Aligned with the vision of a liberal arts education that fosters intellectual curiosity and provides the tools to offer answers to major problems, community-engaged learning (CEL) is a potent instrument for individual and collective growth.

More and more Sewanee colleagues have embarked on this adventure in recent years, designing CEL courses that have moved faculty and students across campus to expand their participation on and beyond the Domain. Six decades ago, working in the shanty towns of Brazil, social activist and pedagogue Paulo Freire understood the power of education to contest what, in the context of Nazi persecution, Vasily Grossman had identified as humanity’s major evil: not our lack of indisputable inherent goodness, but our passive compliance with unjust systems. Precisely, Freire emphasized the importance of education as a set of processes for oppressed groups to understand and act against the limiting mechanisms created by oppressive structures. Within the framework of his critical pedagogy, he underscored a distinctive trait of this learning process that can also describe community engagement: knowledge roots in experience, which means that everyone possesses something valuable to contribute to the collective. Learning occurs, thus, at any human exchange, not just as a formal unidirectional top-down dynamic. Ultimately, Freire reminds us that we become in the enriching process of human interaction. What a thoughtful conceptualization at the service of taming any temptation of academic superiority.
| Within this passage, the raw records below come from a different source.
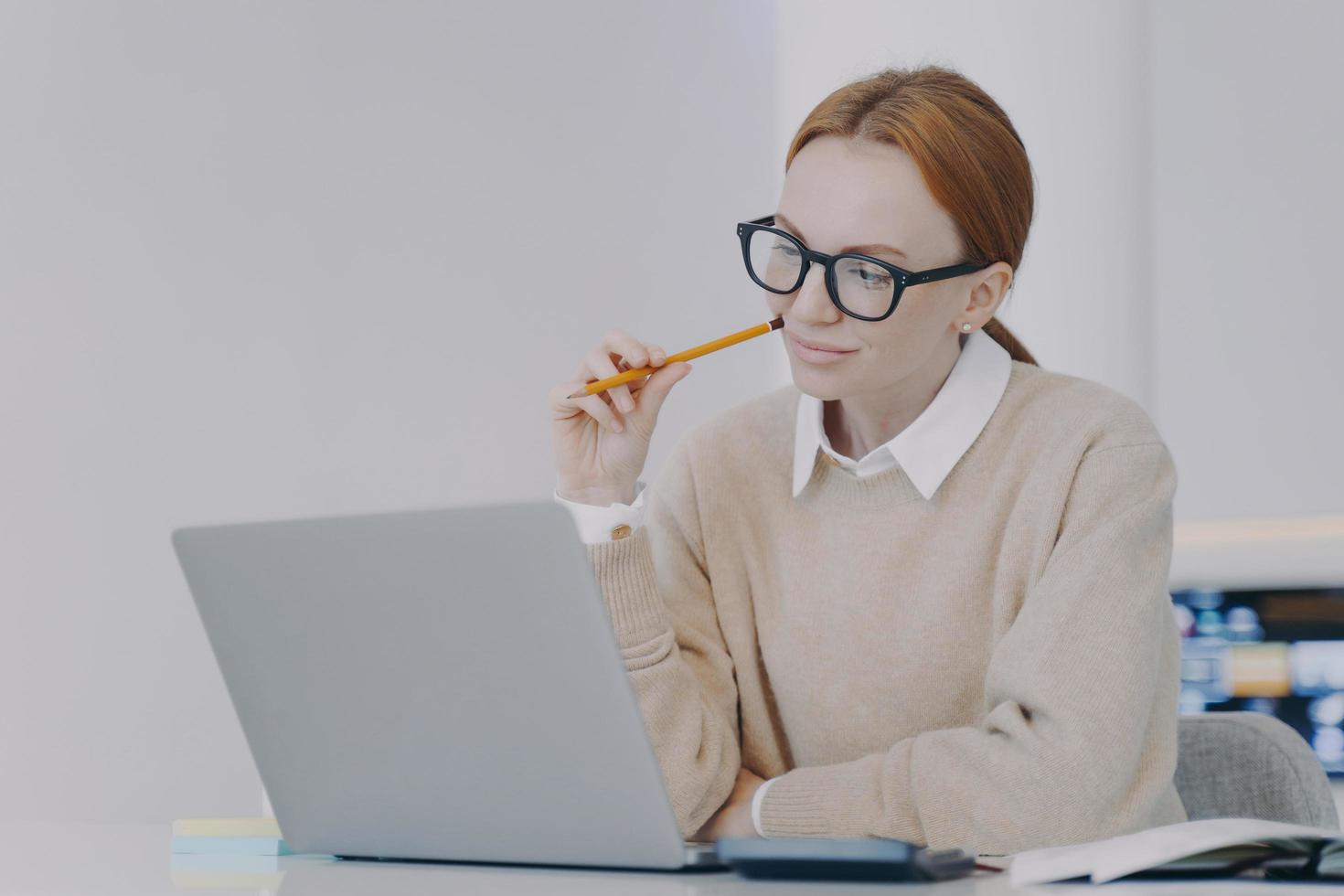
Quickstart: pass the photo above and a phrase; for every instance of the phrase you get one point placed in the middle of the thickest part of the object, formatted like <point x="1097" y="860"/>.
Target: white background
<point x="268" y="260"/>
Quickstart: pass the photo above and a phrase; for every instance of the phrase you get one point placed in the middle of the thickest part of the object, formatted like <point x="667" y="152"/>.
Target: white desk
<point x="123" y="860"/>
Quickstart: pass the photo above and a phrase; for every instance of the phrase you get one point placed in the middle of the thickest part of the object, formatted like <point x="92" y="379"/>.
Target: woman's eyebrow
<point x="867" y="249"/>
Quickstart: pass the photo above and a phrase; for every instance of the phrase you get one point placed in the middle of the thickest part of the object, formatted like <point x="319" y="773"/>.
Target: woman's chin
<point x="817" y="382"/>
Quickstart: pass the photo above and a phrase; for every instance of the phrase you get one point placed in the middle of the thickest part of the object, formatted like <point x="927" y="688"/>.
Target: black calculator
<point x="821" y="859"/>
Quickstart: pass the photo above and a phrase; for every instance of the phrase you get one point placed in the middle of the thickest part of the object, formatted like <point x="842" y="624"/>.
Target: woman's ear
<point x="988" y="292"/>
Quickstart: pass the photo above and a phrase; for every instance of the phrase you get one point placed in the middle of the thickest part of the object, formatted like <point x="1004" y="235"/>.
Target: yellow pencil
<point x="625" y="377"/>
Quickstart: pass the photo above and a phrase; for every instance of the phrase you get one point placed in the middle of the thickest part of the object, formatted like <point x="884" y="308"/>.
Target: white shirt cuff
<point x="595" y="523"/>
<point x="755" y="806"/>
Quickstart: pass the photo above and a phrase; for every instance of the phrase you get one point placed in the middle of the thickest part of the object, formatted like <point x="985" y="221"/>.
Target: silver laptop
<point x="434" y="684"/>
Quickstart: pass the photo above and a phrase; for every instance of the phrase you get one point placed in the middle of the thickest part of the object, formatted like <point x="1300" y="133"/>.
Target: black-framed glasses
<point x="859" y="285"/>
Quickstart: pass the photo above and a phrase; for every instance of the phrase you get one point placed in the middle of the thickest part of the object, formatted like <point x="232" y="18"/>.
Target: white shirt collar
<point x="932" y="445"/>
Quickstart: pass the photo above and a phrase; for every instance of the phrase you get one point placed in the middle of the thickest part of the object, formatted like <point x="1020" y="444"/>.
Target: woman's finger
<point x="601" y="366"/>
<point x="601" y="411"/>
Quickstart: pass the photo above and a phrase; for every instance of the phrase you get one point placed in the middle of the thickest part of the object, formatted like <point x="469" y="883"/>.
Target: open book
<point x="1209" y="847"/>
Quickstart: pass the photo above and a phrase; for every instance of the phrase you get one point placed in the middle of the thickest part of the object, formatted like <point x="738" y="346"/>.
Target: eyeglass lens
<point x="862" y="286"/>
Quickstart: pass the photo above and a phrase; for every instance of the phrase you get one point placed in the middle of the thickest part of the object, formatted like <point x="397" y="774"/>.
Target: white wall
<point x="1072" y="77"/>
<point x="256" y="258"/>
<point x="1247" y="228"/>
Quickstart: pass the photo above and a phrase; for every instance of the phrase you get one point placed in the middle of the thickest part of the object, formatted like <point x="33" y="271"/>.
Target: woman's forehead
<point x="843" y="192"/>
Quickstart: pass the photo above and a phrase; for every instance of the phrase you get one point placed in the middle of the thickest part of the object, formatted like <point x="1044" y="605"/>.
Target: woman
<point x="960" y="638"/>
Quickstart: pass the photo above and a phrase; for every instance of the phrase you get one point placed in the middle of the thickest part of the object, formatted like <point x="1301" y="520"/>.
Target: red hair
<point x="971" y="156"/>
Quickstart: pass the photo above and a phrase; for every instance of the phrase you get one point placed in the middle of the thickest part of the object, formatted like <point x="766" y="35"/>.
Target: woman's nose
<point x="814" y="301"/>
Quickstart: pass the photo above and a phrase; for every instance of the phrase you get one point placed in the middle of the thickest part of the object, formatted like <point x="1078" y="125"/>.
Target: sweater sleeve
<point x="1078" y="735"/>
<point x="657" y="594"/>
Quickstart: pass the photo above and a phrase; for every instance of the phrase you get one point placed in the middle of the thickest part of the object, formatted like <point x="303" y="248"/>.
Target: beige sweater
<point x="992" y="667"/>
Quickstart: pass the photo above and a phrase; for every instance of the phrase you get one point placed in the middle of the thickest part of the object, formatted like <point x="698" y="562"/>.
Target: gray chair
<point x="1247" y="764"/>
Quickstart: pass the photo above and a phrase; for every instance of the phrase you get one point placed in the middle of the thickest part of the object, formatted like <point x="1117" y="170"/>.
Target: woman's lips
<point x="816" y="355"/>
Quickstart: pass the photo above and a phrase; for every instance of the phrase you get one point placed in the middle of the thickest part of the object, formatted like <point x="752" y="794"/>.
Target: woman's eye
<point x="872" y="278"/>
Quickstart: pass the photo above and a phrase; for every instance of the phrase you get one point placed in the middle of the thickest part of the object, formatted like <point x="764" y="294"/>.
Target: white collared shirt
<point x="928" y="449"/>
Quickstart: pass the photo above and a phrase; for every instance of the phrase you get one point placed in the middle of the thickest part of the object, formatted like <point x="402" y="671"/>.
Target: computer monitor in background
<point x="1278" y="652"/>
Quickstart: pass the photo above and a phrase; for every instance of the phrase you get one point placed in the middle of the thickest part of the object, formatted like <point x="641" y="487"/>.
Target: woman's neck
<point x="860" y="423"/>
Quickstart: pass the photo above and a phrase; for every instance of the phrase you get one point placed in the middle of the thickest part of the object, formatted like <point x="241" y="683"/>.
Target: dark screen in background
<point x="1278" y="652"/>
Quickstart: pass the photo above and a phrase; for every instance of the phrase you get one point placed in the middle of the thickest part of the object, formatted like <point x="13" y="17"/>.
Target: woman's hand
<point x="601" y="441"/>
<point x="734" y="817"/>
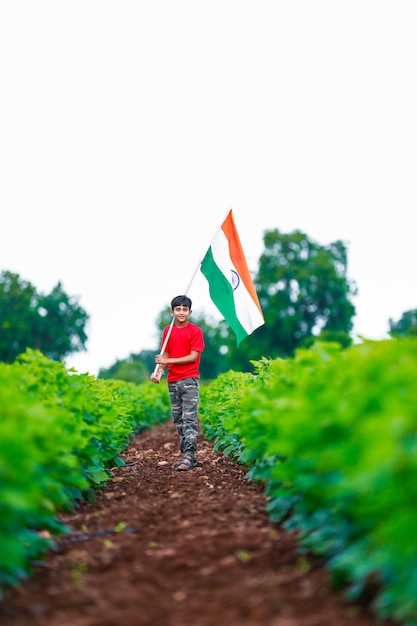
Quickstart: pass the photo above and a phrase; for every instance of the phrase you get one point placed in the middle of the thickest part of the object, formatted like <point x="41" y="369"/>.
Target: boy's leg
<point x="190" y="395"/>
<point x="184" y="395"/>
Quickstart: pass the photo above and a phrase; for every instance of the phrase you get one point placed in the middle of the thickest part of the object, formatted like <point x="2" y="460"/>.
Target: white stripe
<point x="246" y="310"/>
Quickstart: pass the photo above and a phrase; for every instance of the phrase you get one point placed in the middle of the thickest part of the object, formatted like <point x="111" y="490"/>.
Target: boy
<point x="182" y="357"/>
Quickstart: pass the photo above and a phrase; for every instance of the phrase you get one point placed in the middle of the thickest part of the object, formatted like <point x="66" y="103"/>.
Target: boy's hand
<point x="156" y="376"/>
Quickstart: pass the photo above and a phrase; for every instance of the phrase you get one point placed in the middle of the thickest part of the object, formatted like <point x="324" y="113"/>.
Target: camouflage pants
<point x="184" y="396"/>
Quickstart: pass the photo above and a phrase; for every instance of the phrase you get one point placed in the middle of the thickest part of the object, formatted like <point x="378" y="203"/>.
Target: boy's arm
<point x="159" y="370"/>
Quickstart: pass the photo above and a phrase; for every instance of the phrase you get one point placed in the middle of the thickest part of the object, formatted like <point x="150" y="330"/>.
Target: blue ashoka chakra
<point x="235" y="280"/>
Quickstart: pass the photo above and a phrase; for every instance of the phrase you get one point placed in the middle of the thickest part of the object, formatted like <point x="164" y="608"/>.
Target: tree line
<point x="303" y="288"/>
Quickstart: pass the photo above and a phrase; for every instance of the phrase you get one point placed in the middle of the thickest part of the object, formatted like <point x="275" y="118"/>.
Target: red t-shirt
<point x="180" y="343"/>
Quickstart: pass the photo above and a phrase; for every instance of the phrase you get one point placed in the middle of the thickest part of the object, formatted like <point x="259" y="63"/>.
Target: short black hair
<point x="181" y="301"/>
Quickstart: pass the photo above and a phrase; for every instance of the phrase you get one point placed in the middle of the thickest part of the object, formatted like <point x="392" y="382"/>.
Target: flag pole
<point x="173" y="319"/>
<point x="185" y="293"/>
Beyond conceptual considerations, approaching the practicalities of CEL courses can be a daunting task, from the more general concerns about how a given field of study can imagine a CEL course, to the specifics of how to organize the lessons, assess, or make the course count towards promotion and tenure. Our colleagues in the Office for Civic Engagement and Community-Engaged Learning Faculty Fellows past and present would like to minimize all these common and valid anxieties. Through these newsletters, we wish to contribute to this goal by showcasing Sewaneeʼs CEL work and other initiatives that can be a source of inspiration. We are beginning with two initiatives to promote the arts and musical education from both global and local contexts. 

Initiative #1- “The System”: Started as a music project in 1970s Venezuela led by pedagogue José Antonio Abreu, “The System” has provided musical training to underserved communities. Enrique Dudamel—Los Angeles Philharmonic Conductor who is scheduled to become the Music and Artistic Director of the New York Philharmonic in 2026—is one of its success stories. “The System” has inspired similar initiatives in other parts of the world, such as the Orchestrated Neighborhoods (Barrios Orquestados) project in Spain.

Initiative #2- Our energetic colleagues in the Music Department have been opening their doors to the community in multiple ways, by offering open voice master classes, or by creating a community choir at Monteagle Elementary, to name just a few exemplars. With this impetus, it won’t be hard to envision more future CEL initiatives and collaborations within and beyond the gates.